The presented results allow us to conclude that the inventive method for obtaining x-rays can be applied to almost all organs of the human body except for the teeth. With sufficient image quality, firstly, the power of the device and, consequently, the dimensions, weight, power consumed from the electric network are significantly reduced, and secondly, which is especially important, the patient dose.

These properties of the claimed method guarantee the effectiveness and safety of its use, primarily when examining critically ill patients and patients of critical groups, including in the field, in emergency and emergency situations.
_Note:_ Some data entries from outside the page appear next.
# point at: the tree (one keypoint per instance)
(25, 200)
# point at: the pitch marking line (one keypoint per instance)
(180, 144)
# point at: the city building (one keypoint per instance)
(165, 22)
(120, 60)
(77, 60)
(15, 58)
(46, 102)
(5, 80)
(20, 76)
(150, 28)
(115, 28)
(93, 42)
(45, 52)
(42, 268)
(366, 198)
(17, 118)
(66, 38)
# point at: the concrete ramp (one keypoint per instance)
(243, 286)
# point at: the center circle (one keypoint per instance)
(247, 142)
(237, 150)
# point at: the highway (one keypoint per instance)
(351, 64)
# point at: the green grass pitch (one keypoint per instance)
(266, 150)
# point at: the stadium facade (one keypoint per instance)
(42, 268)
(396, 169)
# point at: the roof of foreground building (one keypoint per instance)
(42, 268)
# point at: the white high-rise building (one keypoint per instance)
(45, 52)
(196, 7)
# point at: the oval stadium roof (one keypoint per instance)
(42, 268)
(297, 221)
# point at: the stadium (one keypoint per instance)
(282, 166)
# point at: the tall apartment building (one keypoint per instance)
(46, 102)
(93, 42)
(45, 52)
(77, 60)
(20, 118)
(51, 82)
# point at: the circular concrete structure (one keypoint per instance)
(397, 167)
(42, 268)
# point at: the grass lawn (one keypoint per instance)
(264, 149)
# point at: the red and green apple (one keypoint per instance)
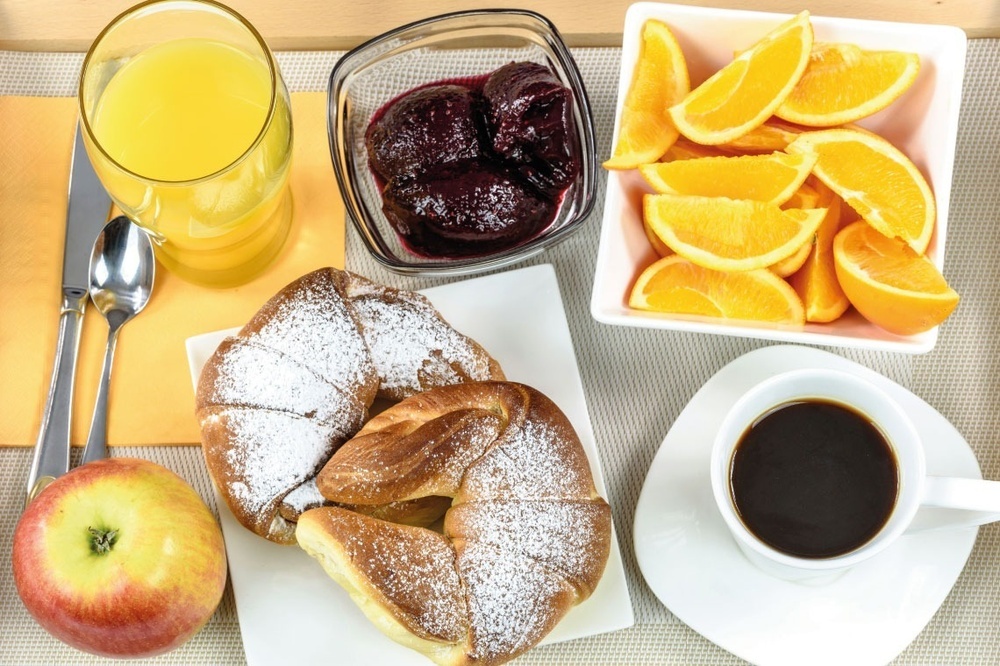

Table Type of study Patient age Focal length, cm Shooting mode power, W Dose, mk3v Prototype method The claimed method Prototype method The claimed method Prototype method The claimed method Skull (direct projection) Children under 5 years old one hundred fifteen 1.810 ³ twenty 2.2 0.3 Adults - - - - - Chest (direct projection) Children under 5 years old one hundred fifteen 3.8 · 10 ³ twenty 2.7 0.2 Adults twenty 35 5.5 0.4 Hip joint Children under 5 years old one hundred fifteen 3.8 · 10 ³ 25 8.8 0.7 Adults twenty 40 14.8 1.2

Claims (2)

1. The method of obtaining x-ray images during x-ray studies, in which the translucent organ is placed on the same axis between the x-ray source and the image receiver, including an x-ray film with an amplifying screen, form a focal spot of the x-ray source with a determining size, at a distance from the investigated organ, different the fact that the determining size of the focal spot does not exceed 0.15 mm, the distance from the focal spot to the surface of the translucent organ set equal to the thickness of the organ in the direction of transmission, and the radiation receiver is equipped with one or two reinforcing screens with a total blur of not more than 0.25 mm and placed close to the surface of the translucent organ. 2. The method according to claim 1, characterized in that the power of the x-ray source does not exceed 50 watts.